Commuters in some of Atlanta’s densely populated northern suburbs face the prospect of needing to find alternative routes or take public transport for weeks or even months.
Georgia’s top transport official said there was no way to tell when the highway, which carries 250,000 cars a day, could be safely reopened to traffic in either direction after the collapse in the northbound lanes leading out of the city.
“We will have to continue to evaluate the situation and adjust as we do,” said the state transport department’s commissioner, Russell McMurry.
“This incident, make no bones about it, will have a tremendous impact on travel.”
McMurry said bridge inspectors had determined that the southbound lanes of I-85 had also been damaged by the fire and would need to remain closed for the near future.

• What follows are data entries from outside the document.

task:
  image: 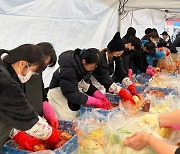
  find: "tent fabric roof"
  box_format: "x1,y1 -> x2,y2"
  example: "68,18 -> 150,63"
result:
124,0 -> 180,12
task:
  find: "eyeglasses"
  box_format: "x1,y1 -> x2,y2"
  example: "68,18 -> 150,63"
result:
26,63 -> 39,75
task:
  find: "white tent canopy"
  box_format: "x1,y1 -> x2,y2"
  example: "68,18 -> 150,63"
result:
0,0 -> 180,86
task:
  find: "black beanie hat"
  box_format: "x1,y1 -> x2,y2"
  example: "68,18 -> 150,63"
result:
107,32 -> 125,51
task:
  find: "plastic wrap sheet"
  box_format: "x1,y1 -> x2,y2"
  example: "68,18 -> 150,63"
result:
157,56 -> 177,73
75,110 -> 107,154
104,109 -> 160,154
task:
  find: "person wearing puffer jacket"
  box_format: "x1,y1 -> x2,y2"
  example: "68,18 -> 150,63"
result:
23,42 -> 59,128
141,32 -> 166,67
91,32 -> 139,104
47,48 -> 111,121
0,44 -> 60,150
124,37 -> 156,76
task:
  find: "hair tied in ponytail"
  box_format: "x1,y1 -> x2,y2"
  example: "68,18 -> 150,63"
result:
80,49 -> 86,55
0,49 -> 9,60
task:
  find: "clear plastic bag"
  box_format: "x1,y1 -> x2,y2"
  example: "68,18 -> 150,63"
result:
104,109 -> 161,154
157,56 -> 177,73
75,109 -> 107,154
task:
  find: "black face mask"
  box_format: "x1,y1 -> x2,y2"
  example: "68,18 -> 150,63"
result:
146,51 -> 155,57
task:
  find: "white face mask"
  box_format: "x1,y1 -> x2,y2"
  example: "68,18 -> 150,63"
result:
18,71 -> 35,83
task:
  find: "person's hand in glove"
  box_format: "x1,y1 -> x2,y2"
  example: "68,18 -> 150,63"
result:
146,69 -> 156,76
127,83 -> 141,99
86,96 -> 112,109
93,90 -> 111,104
118,88 -> 136,104
44,127 -> 61,147
122,77 -> 140,99
146,65 -> 157,76
139,114 -> 159,128
43,101 -> 59,129
109,83 -> 135,104
13,131 -> 45,151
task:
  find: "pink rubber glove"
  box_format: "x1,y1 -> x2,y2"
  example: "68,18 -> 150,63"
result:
43,101 -> 59,129
93,90 -> 109,101
86,96 -> 112,109
13,131 -> 42,151
118,88 -> 136,104
146,68 -> 156,76
127,83 -> 140,98
147,65 -> 156,71
128,69 -> 133,81
171,125 -> 180,130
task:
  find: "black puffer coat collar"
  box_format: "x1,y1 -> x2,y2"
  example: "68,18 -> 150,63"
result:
58,50 -> 92,83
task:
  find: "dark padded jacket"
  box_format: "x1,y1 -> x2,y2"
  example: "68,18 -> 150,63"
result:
0,61 -> 38,148
49,50 -> 97,111
93,52 -> 127,90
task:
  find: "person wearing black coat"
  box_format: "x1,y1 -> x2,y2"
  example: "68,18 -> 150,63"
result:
0,44 -> 60,150
48,48 -> 111,120
23,42 -> 59,128
170,32 -> 180,53
91,32 -> 138,103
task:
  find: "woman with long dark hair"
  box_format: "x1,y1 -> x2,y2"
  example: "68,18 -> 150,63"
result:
48,48 -> 111,120
0,44 -> 59,150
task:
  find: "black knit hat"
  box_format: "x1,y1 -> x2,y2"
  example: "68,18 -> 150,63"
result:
107,32 -> 125,51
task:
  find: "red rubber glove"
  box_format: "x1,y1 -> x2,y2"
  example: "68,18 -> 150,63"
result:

He said the fire had started in an area used to store construction materials, equipment and supplies, and authorities were working to determine how the blaze began.
Bobby Barnhart, who works for a financial technology company near the road, said he and his colleagues had watched the bridge collapse from about 60 yards away as the fire raged.
He said he heard several explosions beneath the bridge, followed by a slow rumbling.
“It was a big sound.
You could feel the vibrations,” Barnhart said.
With the interstate closed, Barnhart said his Friday morning commute had taken him about 30 minutes rather than the normal 10 to 15.
The interstate is a major artery for traffic heading north and south through Atlanta.
The bridge collapse effectively “puts a cork in the bottle,” according to Georgia’s state patrol commissioner, Mark McDonough.
Georgia’s governor, Nathan Deal, declared a state of emergency, saying the state was mobilising resources to minimise traffic disruption while emergency work continued.
The Metropolitan Atlanta Rapid Transit Authority increased the number of rail services on Friday.
Deal said that PVC plastic materials in a vehicle may have caught fire.
Atlanta fire department spokesman Sgt Cortez Stafford said no cars were on the overpass when it fell.
“Our guys got here quickly and shut down the interstate and said: ‘No one else is driving over this bridge,’” he said.